O COVID-19 induziu uma situação única em que governos mais ricos podem oferecer incentivos para pesquisa e desenvolvimento em troca de acabar com os direitos de propriedade intelectual. A suspensão dos direitos de propriedade intelectual ajudará a baixar os preços de venda e, com a cooperação internacional, a fabricação de vacinas pode ser barata, sem sobrecarregar excessivamente os países mais ricos. A cooperação limitará a exclusão das populações mais pobres do mundo.

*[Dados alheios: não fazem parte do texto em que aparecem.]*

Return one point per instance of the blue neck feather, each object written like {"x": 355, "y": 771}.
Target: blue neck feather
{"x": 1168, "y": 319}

É necessária uma preparação muito avançada, independentemente de uma vacina eficaz ser realmente desenvolvida, pois a fabricação em escala será uma tarefa assustadora. O CEPI e o ACT Accelerator, que trabalham com as infraestruturas existentes da OMS, juntamente com outras organizações das Nações Unidas e o Banco Mundial, podem coordenar a preparação em vários níveis, inclusive nos próprios países. A dissociação entre a fabricação e o desenvolvimento desencadeará uma rápida expansão, além de garantir um preço mais baixo. Essa abordagem, que requer muita cooperação internacional, abre um caminho claro para garantir a disponibilidade da vacina tão necessária, uma vez desenvolvida.